Actual rents paid by tenants, known as effective rents, declined 2.7 percent from a year earlier, Reis Inc. said in a report this week. Asking rents, or what landlords sought, fell 1.8 percent from a year earlier.

Job losses and falling wages are shrinking the pool of potential tenants. The U.S. unemployment rate rose to 9.8 percent in September, the highest since 1983, the Labor Department reported last week.

Vacancies “continued to rise despite what has traditionally been a strong leasing period for apartment properties,” said Victor Calanog, director of research at Reis. “Given the inherent seasonality of rental and lease-up patterns we expect fourth-quarter figures to be even weaker, implying that we may break historic vacancy levels by year-end 2009.”

The apartment vacancy rate was 7.7 percent in the second quarter and 6.2 percent in 2008’s third quarter, Reis said. Compared with the second quarter, asking rents fell 0.5 percent and effective rents fell 0.3 percent.

New York’s vacancy rate fell to 2.9 percent in the third quarter from 3 percent in the second, as the end of summer brought an influx of tenants signing leases, Reis said. Effective rents dropped 0.9 percent from the prior quarter and were down 6.8 percent from a year earlier.
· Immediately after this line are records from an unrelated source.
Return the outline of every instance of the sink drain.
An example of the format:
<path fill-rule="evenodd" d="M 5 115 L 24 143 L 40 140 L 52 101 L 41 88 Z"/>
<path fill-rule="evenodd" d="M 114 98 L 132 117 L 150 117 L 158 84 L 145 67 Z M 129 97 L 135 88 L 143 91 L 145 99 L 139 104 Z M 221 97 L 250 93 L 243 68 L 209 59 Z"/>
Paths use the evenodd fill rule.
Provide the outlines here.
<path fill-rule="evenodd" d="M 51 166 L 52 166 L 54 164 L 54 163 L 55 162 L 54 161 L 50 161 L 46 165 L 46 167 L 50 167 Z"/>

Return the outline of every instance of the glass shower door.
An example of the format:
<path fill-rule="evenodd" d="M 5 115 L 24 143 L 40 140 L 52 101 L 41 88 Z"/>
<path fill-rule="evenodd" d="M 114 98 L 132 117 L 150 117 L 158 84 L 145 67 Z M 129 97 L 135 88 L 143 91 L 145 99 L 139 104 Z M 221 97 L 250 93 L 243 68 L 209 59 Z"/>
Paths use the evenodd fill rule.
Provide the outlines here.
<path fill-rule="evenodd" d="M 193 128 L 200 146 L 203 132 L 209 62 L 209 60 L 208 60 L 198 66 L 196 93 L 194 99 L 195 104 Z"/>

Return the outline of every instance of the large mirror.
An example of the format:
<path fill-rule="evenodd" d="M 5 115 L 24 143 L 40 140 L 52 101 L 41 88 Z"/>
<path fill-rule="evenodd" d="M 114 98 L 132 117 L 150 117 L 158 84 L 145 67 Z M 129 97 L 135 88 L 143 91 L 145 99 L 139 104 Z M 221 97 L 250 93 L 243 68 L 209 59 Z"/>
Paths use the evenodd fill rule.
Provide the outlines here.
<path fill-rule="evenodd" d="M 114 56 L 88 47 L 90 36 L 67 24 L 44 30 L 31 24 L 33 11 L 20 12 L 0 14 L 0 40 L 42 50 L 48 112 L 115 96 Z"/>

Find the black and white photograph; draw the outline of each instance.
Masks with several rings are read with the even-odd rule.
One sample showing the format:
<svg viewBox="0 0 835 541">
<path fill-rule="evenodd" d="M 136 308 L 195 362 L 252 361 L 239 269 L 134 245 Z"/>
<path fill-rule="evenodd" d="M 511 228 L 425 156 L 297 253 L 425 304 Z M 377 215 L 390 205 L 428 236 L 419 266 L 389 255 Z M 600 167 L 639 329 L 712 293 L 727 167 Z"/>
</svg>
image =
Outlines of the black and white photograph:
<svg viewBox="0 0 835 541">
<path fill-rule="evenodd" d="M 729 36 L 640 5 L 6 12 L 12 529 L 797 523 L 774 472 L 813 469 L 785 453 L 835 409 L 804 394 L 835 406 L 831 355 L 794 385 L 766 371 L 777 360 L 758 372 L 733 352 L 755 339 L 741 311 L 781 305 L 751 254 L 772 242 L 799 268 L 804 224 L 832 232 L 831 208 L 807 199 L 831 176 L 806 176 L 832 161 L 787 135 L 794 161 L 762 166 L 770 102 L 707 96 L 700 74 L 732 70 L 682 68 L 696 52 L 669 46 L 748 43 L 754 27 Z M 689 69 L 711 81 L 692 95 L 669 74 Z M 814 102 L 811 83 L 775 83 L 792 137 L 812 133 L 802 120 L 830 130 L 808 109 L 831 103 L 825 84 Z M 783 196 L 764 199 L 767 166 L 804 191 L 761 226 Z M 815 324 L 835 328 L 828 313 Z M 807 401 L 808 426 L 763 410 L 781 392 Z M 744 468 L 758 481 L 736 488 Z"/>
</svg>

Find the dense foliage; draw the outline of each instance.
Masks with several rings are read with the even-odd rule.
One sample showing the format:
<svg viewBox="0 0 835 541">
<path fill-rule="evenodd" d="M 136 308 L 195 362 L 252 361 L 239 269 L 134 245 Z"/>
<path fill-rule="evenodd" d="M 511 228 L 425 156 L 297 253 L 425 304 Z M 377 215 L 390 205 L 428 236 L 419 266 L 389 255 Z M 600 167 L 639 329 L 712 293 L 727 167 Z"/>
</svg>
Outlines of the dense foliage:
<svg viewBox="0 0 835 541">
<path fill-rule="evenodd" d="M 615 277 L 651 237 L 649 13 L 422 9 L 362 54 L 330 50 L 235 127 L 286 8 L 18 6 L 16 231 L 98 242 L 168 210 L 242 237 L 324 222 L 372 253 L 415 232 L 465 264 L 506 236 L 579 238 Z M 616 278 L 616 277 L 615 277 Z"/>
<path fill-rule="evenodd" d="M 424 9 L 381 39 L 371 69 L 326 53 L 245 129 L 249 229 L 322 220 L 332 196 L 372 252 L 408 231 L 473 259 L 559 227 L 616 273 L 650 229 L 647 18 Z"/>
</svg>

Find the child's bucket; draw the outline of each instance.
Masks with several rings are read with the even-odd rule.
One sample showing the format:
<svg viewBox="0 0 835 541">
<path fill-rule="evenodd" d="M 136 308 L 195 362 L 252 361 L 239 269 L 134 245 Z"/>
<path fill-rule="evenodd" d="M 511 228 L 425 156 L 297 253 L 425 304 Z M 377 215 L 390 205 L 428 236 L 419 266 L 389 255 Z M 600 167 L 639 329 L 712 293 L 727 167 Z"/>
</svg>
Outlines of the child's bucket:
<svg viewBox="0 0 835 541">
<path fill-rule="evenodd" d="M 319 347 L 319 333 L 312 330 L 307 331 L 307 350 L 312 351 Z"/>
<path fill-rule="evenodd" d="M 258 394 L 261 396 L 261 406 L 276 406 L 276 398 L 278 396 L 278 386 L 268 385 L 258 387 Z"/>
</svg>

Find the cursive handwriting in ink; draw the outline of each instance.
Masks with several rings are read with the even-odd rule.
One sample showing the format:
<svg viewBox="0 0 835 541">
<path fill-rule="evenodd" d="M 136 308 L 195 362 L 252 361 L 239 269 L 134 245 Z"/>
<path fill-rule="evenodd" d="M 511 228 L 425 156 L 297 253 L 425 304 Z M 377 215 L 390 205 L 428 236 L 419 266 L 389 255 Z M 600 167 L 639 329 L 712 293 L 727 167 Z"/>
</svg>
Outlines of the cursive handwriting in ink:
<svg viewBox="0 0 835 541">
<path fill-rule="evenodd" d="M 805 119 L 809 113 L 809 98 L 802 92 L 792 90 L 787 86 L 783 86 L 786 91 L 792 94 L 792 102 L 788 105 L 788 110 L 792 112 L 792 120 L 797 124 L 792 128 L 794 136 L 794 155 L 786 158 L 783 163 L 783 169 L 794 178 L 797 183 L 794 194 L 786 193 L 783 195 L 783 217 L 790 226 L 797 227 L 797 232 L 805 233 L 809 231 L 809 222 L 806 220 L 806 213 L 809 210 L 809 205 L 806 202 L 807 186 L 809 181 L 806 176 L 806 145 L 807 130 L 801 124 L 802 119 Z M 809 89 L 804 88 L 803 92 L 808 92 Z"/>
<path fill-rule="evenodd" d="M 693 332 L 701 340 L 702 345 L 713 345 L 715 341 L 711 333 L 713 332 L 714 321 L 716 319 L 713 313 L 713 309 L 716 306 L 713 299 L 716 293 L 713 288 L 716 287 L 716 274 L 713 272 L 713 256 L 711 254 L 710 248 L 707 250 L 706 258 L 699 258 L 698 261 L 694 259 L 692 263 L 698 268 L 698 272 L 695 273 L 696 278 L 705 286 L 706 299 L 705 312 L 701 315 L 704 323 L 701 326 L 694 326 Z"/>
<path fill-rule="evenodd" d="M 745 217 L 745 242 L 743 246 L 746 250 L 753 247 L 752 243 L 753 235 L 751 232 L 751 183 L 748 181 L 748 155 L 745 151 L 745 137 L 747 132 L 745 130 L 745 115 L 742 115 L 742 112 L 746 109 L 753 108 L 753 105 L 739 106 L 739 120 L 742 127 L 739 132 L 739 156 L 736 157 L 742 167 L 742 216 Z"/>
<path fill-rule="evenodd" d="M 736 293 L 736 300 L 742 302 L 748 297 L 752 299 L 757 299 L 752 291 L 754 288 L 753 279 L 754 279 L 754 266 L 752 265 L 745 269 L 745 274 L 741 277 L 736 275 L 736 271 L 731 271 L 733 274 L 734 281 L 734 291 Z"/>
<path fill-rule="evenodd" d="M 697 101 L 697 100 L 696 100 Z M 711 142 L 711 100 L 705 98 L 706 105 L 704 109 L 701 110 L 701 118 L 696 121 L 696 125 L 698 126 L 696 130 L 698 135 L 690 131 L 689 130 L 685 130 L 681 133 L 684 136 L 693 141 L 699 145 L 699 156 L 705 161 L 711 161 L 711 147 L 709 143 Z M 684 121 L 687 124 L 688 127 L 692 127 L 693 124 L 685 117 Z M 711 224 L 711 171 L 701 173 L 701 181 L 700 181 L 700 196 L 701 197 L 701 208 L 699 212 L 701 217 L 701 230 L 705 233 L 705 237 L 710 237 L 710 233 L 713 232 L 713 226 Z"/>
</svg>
“With New York being relatively more dependent on the still-embattled financial services sector, it may take a few more quarters before we see rents bottoming out” there, Mr. Calanog said. “We are on track for 2009 to register as the worst year in rent drops on record, far exceeding the historic 3.8 percent decline recorded in 2002.”

Manhattan, N.Y., apartment rents fell as much as 8.9 percent in the third quarter from a year earlier, broker Citi Habitats Inc. said in a separate report this week. Average rents declined for all apartment sizes as landlords offered concessions to tenants, the company said.

New Haven, Conn., replaced New York as the city with the lowest vacancy rate, at 2.5 percent, partly because of the start of the academic year, Reis said. Yale University is located in New Haven.

The Bloomberg REIT Apartment Index, which charts 13 U.S. companies that invest in apartments, fell 17 percent including dividends during the past year, compared with a gain of 1 percent for the Standard & Poor’s 500 Index.